Olivier Rey m’adresse une remarque tout à fait juste. La voici : « Tu cites l’excellent livre d’Aurélien Berlan, Terre et Liberté. Il me semble que suivant Berlan, il faudrait nuancer, dans le résumé que tu donnes de la conception croissanciste du monde, le point 2, où il est question de « s’affranchir de toute dépendance ». En effet, si un des buts fondamentaux de la croissance est de délivrer des contraintes matérielles et du souci politique, les sujets de la croissance peuvent s’accommoder, dans la poursuite de cet objectif, d’une dépendance toujours croissante (à l’égard de la mégamachine technologique et technocratique qui s’occupe de tout). Günther Anders le remarquait : « Nous sommes des figures qui ne sont pas moins comiques que les “propriétaires de leur faim” de Stirner tournés en dérision par Marx. “Les souverains de notre passivité” : car ce que nous possédons, c’est uniquement notre pouvoir-être-livrés. » Quand je dis à quelqu’un, qui fait usage chez le boulanger de sa carte de crédit « sans contact », qu’il se rend de son plein gré dépendant d’un gigantesque système électronico-bancaire pour acheter une simple baguette, la réponse type est : « Oui mais c’est pratique. » Dans la perspective de Berlan : on renonce à toute indépendance pour être délivré de ce minuscule souci qui demeurait, dans le système marchand généralisé, d’avoir de « l’argent sur soi ». Il me semble donc que ce que promet la croissance, c’est moins l’indépendance qu’une sorte de retour à un état infantile où les parents pourvoyaient à tous les besoins. (L’être humain ne songe plus guère désormais à se définir comme « vivant rationnel ». C’est que la raison, qui faisait autrefois sa dignité, s’est trouvée pour ainsi dire extériorisée dans tous les dispositifs de domination et de mise à disposition du monde, permettant ainsi aux êtres de régresser vers un état où on peut se contenter de suivre ses envies — quitte à être frustré quand elles ne sont pas satisfaites.) Voilà la petite remarque que je souhaitais te soumettre. »

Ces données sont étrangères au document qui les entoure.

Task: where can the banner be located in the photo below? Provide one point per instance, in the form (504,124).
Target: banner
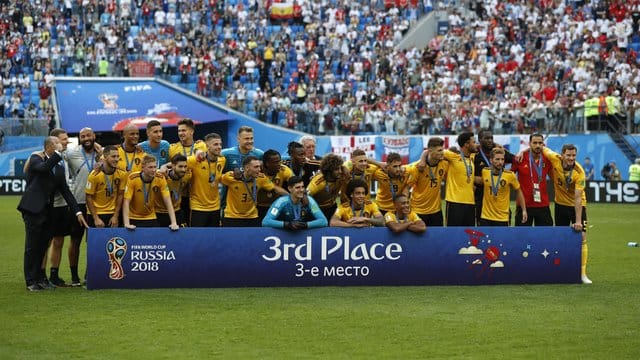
(408,147)
(232,257)
(142,68)
(614,192)
(282,10)
(12,185)
(110,105)
(344,145)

Je rajoute que cette idée d’Olivier Rey selon laquelle les dispositifs de mise à disposition du monde (pensons au livre d’Hartmut Rosa, Rendre le monde indisponible) extériorisent la raison qui, depuis les temps modernes, était la faculté qui caractérisait l’individu moderne par une double universalité ( tous les hommes ont une raison et c’est la même) me semble une analyse très judicieuse, surtout si on prétend réhabiter la raison.